Now, on Jan. 1, Republicans will return to the majority on the Cataract City council but what, exactly will that mean for residents? It will probably depend on the shifting alliances among the five council members, especially since one of the members of the GOP majority isn’t fond of “playing politics.”

“I do politics to help people,” said Kenny Tompkins, the first of the GOP trio of members to join the council in 2016. “I’m not going to vote with one side or the other side. If it’s a good idea and it comes from (Republican) Chris (Voccio) or (Republican) John (Spanbauer), I’ll support it. But if (Democrat) Bill (Kennedy) and (Democrat) Andy (Touma) have a good idea, I’ll vote with them.”

An almost accidental Republican, Tomkins joined the party when he was first eligible to vote, to help his uncle, also a Republican, who was running for the City Council. Only later did he discover that the rest of his family members were registered Democrats.

“At this level of government, I think it’s about the people not the party,” Tompkins said. “I don’t like the label you’re the minority or you’re the majority. I think we’re looking to move the city forward. I try to do what’s best for the people of Niagara Falls. I’ve never voted (because of) a party’s policy.”

If Tomkins is looking to emerge as the swing vote on the council, Voccio, at the mid-point of his first term, believes Republican Party doctrine has put him, and GOP newcomer John Spanbauer into the council majority.

“I’ve been predicting this for over a year,” he said. “I have the electorate tuned-in.
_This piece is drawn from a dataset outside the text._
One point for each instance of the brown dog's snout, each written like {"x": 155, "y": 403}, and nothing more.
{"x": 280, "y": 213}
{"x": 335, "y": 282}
I go door-to-door even when I’m not running. There’s a movement afoot. I think (Republican) gains will go even further.”

And Voccio says a Republican majority on the council will lead to sweeping changes.
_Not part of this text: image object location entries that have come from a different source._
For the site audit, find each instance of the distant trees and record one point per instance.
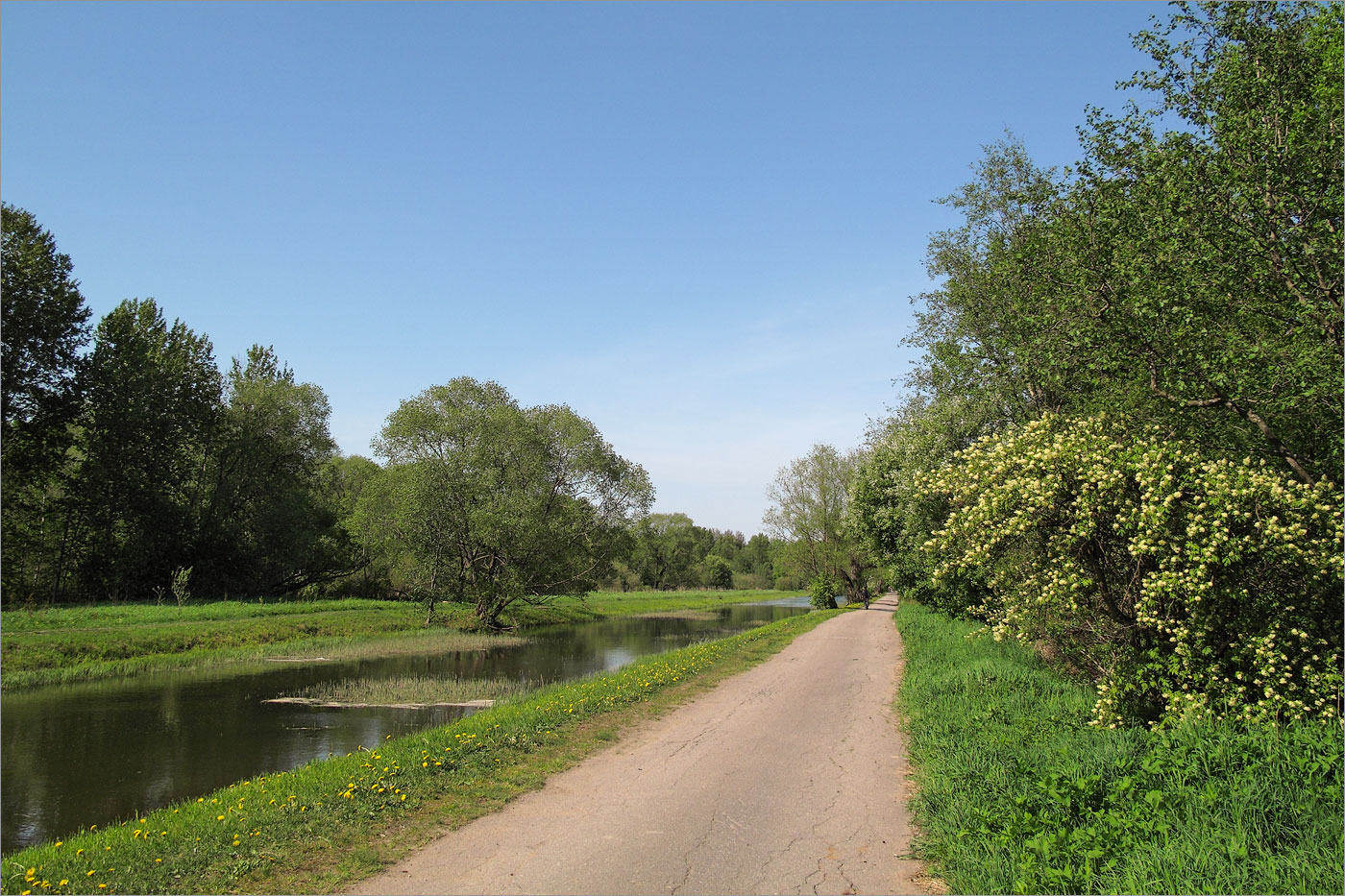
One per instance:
(137, 460)
(138, 465)
(490, 503)
(810, 514)
(43, 326)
“I think you’ll see the council focused on fiscal responsibility more than in the past,” he said. “I think you’ll see, early on, efforts that will hopefully be bipartisan, to reduce the size and scope of government immediately.”
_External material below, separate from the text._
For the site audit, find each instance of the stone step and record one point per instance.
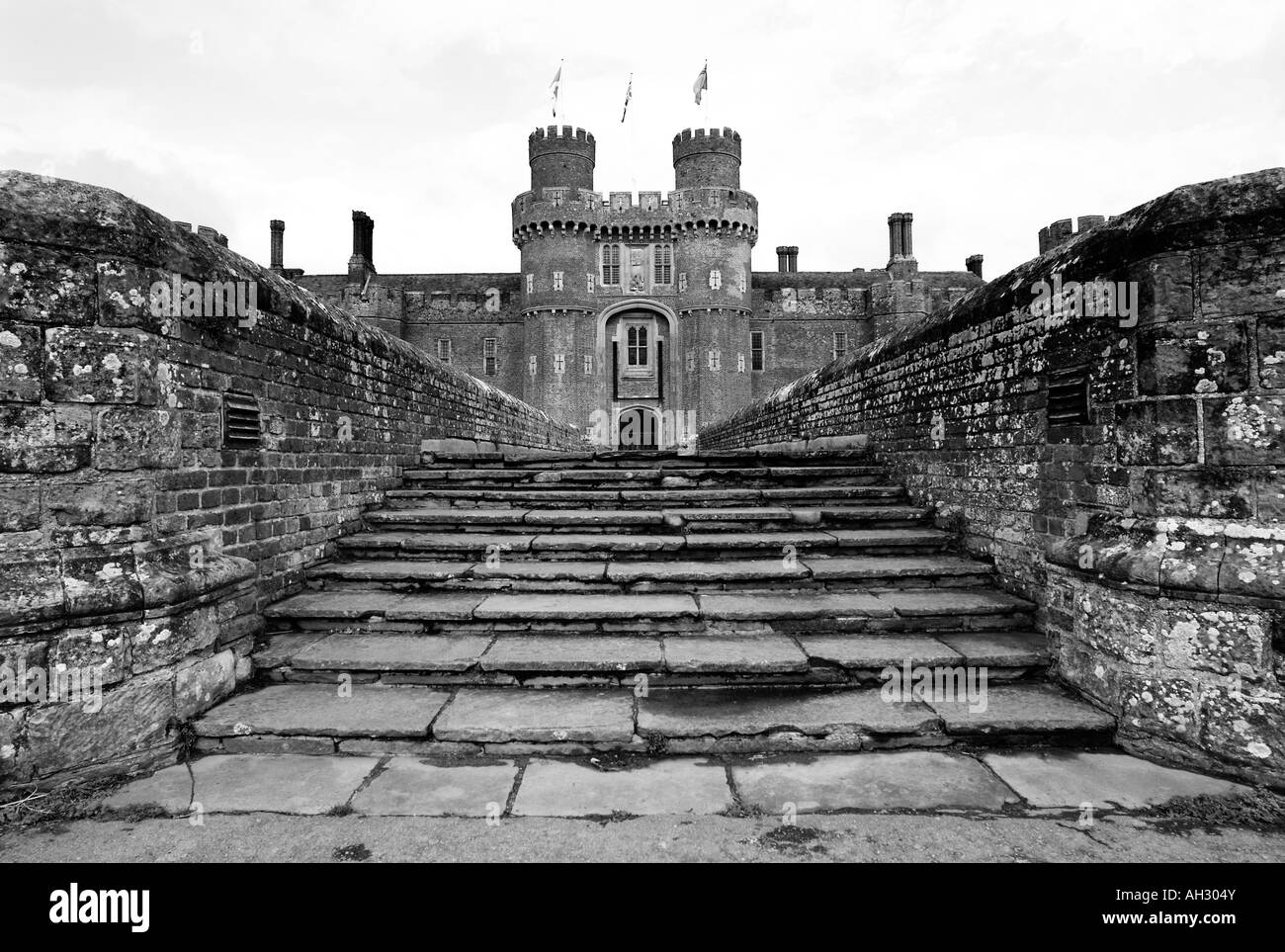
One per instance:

Voccio said he will seek to create a budget committee of the council that will be able to work with the incoming administration of Mayor Robert Restaino to further cut the city’s recently approved 2020 budget. 

“It’s doable and essential,” Voccio said. “We can’t wait for the budget season and I’m confident the new council and administration agrees.”

The newest council member, who put Republicans in the majority and whose victory in the November general elections was just confirmed last week, is also speaking out about the changes to come. 

“There’s gonna be a lot of work here and I’m a political novice,” John Spanbauer said. “But it’s great to be a part of local history.”

However, as historic as the shift to the GOP might be, Spanbauer suggests he may be more of a maverick than some might suspect.

“I’ve been a Republican since I was 18, and I’m 60 now,” Spanbauer said. “But I’ve never voted along party lines. I’m not voting Republican or Democrat. I’m voting as an independent for the benefit of the taxpayers of this city. I will be an independent vote and an independent voice for the taxpayers of Niagara Falls.”

Still Spanbauer, like Voccio, has government spending in his cross-hairs.

“In order for the city to be successful, we need to get our financial house in order,” he said. “And we’re gonna have to address our human resources costs.”

Specifically Spanbauer is looking to address overtime and health care costs in the police, fire and public works departments. Those costs are subject to negotiations with five separate city unions whose contracts still have years to run.

How the council plots its course forward may also depend on who succeeds Touma as the council chairman. Both Tomkins and Voccio are candidates for the post.

“I’ve expressed to my colleagues my interest in that,” Voccio said. “I think I’d make a good chair.”

Tomkins believes his experience and seniority on the council should place him in the chair. 

“I’m going to do what’s best for Niagara Falls,” he said. “We’ll see how the vote (for chairman) goes.”

And Spanbauer said it was only after his election that he became aware that he would have a vote on the next council chairman. He said he is “doing his homework” on what the city charter requires of a chairman and will talk with both Tompkins and Voccio.

“At this point, I’m not leaning one way or the other,” he said.